In schools where cases are reported, the government has given the green light for temporary closures.
Yet more guidelines appeared last weekend, when KCDC Director Jeong Eun-kyeong recommended restricting students from visiting places with high infection rates, such as karaoke rooms, internet cafes and gyms.
At the chalk face, there is criticism of central government policy.
Teachers fearful
After spending one month back at school, teachers say the education ministry should not give frontline staff discretion over anti-pandemic measures. Instead, they want very specific instructions that will prevent confusion or hesitation when teachers have to deal with the unexpected.
“The ministry and the education offices have provided some guidelines to schools, but most of those are related to disinfecting rules, not academic affairs,” Jeong Hyun-jin, a high school teacher in Seoul, told Asia Times.
Jeong added that the ministry should not pass responsibility to teachers in this unprecedented era.
The ministry said it had assigned more than 40,000 quarantine experts to schools nationwide. In fact, Jeong said the process was not centralized – the ministry gave individual schools a budget and let them hire unqualified personnel.
Jeong was not impressed.
“The people who schools hired, after teachers raised their voices due to their overwhelming tasks, are not quarantine experts and there is nothing they can do to prevent students from getting infected,” Jeong said. “The ministry was very irresponsible on this.”
Teachers also reminded the government that students’ safety, and quarantine decisions regarding whether or not to re-close schools, were principles agreed on before last month’s school reopening.

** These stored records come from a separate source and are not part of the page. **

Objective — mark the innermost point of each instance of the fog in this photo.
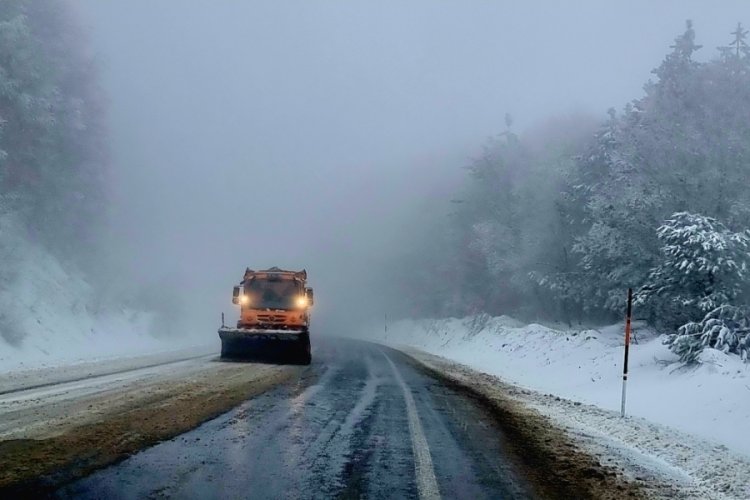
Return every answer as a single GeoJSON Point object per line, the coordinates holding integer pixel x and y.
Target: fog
{"type": "Point", "coordinates": [318, 134]}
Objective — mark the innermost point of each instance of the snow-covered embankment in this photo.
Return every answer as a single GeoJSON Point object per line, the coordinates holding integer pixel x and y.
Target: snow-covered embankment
{"type": "Point", "coordinates": [688, 421]}
{"type": "Point", "coordinates": [51, 316]}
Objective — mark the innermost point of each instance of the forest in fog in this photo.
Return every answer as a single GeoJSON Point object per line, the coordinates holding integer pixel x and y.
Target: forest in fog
{"type": "Point", "coordinates": [554, 222]}
{"type": "Point", "coordinates": [557, 223]}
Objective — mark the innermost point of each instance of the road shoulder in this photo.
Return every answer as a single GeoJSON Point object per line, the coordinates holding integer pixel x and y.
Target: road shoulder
{"type": "Point", "coordinates": [559, 458]}
{"type": "Point", "coordinates": [113, 425]}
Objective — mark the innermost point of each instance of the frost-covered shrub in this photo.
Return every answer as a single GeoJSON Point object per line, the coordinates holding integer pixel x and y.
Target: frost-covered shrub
{"type": "Point", "coordinates": [726, 328]}
{"type": "Point", "coordinates": [704, 266]}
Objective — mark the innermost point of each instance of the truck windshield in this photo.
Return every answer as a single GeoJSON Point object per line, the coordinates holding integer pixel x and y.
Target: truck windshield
{"type": "Point", "coordinates": [272, 294]}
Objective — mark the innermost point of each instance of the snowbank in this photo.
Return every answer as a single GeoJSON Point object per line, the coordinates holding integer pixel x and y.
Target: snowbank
{"type": "Point", "coordinates": [711, 401]}
{"type": "Point", "coordinates": [46, 313]}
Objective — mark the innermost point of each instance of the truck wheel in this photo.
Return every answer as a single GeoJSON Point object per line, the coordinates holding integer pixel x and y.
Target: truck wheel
{"type": "Point", "coordinates": [226, 349]}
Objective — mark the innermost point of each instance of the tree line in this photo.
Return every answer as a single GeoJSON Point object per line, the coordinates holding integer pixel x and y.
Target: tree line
{"type": "Point", "coordinates": [53, 148]}
{"type": "Point", "coordinates": [558, 223]}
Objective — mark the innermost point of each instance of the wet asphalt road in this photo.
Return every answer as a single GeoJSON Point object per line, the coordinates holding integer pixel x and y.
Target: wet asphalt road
{"type": "Point", "coordinates": [360, 422]}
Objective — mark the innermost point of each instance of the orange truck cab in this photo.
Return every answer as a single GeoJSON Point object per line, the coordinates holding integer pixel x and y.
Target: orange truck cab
{"type": "Point", "coordinates": [274, 316]}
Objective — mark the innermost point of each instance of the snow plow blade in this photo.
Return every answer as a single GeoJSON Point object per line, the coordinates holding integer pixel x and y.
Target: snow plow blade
{"type": "Point", "coordinates": [279, 346]}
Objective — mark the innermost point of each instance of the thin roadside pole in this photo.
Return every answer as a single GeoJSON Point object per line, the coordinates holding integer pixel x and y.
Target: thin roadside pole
{"type": "Point", "coordinates": [627, 348]}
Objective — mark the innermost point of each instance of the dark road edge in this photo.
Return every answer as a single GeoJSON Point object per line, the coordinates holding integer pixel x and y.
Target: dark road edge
{"type": "Point", "coordinates": [549, 459]}
{"type": "Point", "coordinates": [35, 468]}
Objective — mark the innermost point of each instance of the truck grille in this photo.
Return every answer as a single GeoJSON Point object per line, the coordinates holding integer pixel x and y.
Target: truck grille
{"type": "Point", "coordinates": [272, 319]}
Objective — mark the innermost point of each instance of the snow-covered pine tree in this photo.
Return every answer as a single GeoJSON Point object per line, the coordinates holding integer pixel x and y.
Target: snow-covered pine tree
{"type": "Point", "coordinates": [703, 267]}
{"type": "Point", "coordinates": [726, 328]}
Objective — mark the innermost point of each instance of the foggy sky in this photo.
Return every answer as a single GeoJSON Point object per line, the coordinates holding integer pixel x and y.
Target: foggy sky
{"type": "Point", "coordinates": [307, 133]}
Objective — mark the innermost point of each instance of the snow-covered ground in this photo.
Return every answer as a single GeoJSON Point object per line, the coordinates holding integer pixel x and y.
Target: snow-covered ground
{"type": "Point", "coordinates": [48, 317]}
{"type": "Point", "coordinates": [690, 421]}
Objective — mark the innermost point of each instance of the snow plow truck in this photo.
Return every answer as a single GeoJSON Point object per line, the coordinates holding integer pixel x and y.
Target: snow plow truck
{"type": "Point", "coordinates": [274, 321]}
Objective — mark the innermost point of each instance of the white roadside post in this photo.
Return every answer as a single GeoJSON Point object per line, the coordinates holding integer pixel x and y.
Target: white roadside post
{"type": "Point", "coordinates": [627, 348]}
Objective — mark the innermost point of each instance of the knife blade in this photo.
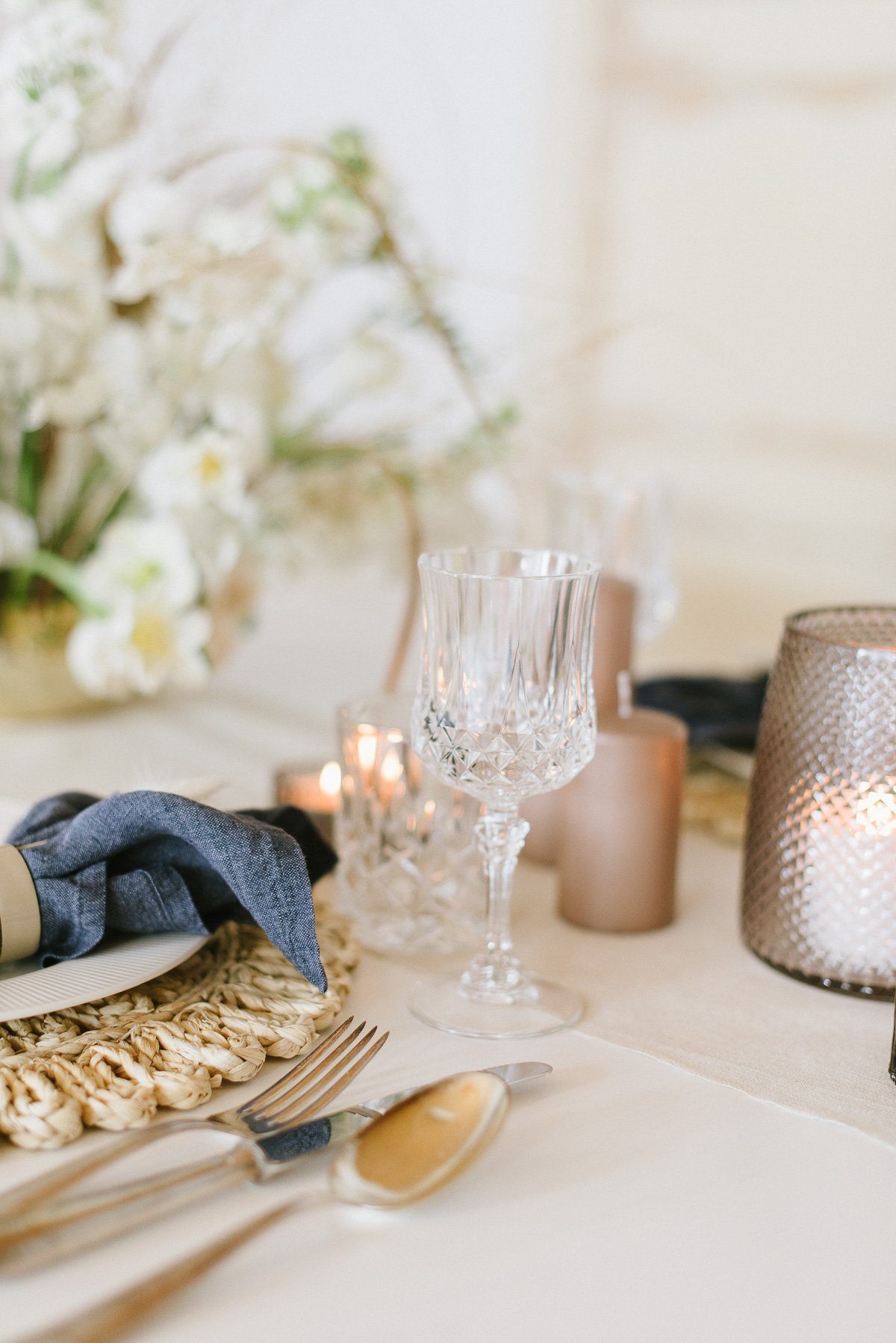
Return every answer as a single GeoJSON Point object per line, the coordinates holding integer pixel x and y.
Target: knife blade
{"type": "Point", "coordinates": [81, 1223]}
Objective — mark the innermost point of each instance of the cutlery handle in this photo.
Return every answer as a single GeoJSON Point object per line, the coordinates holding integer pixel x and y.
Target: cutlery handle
{"type": "Point", "coordinates": [62, 1230]}
{"type": "Point", "coordinates": [116, 1318]}
{"type": "Point", "coordinates": [35, 1191]}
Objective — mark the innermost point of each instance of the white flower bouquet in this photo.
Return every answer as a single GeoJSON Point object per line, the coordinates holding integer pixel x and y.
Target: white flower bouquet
{"type": "Point", "coordinates": [167, 415]}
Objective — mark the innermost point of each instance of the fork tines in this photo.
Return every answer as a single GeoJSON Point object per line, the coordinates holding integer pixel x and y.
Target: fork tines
{"type": "Point", "coordinates": [320, 1076]}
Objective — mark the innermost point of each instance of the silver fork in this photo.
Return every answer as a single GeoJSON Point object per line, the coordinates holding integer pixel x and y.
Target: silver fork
{"type": "Point", "coordinates": [301, 1094]}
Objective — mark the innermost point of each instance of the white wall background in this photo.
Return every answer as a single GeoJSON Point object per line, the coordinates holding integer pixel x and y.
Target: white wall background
{"type": "Point", "coordinates": [669, 225]}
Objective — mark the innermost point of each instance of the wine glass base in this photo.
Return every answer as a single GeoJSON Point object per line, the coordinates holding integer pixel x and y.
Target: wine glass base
{"type": "Point", "coordinates": [440, 1002]}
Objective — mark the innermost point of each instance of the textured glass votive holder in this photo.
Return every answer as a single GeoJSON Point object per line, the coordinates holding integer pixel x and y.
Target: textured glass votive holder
{"type": "Point", "coordinates": [820, 865]}
{"type": "Point", "coordinates": [410, 872]}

“To prevent teachers from facing dilemmas while coping with situations in schools, the government should remember the principles we all agreed to,” Jeong said.
Cho Seok-hyun, a policy director at the Korea Teachers and Education Workers Union in Busan, told local news media: “It is difficult to teach in school and we are overwhelmed by pressures and responsibilities.”
Feeling the heat
A teacher conducting a science class in a school on Jeju Island died after collapsing from what was believed to be heat exhaustion while wearing a mask. The teacher reportedly suffered from an underlying medical condition – making the tragedy look like a preventable accident.
Teachers are recommended by the KCDC to wear a type of dentist’s mask to breathe easily while teaching and the KCDC has advised people to take off their masks when outside now that the weather is getting warmer.
Making this doubly problematic are two issues.
Firstly, while no decision has yet been taken, the education ministry has raised the question of whether schools should cancel their summer vacation, due to the semester time already lost earlier in the year.
Secondly, summer 2020 is shaping up as the hottest summer in decades. The already searing temperatures are leading to laxness – and some are worried.
Kim Jong-won, a senior at Gwangyang Baekun High School, in Gwangyang, southwest of Seoul, told Asia Times that students have started taking off masks in school as the temperature soars.
“Teachers do not force us to wear a mask,” Kim said. “And we do not even keep social distancing when we are heading to the cafeteria.”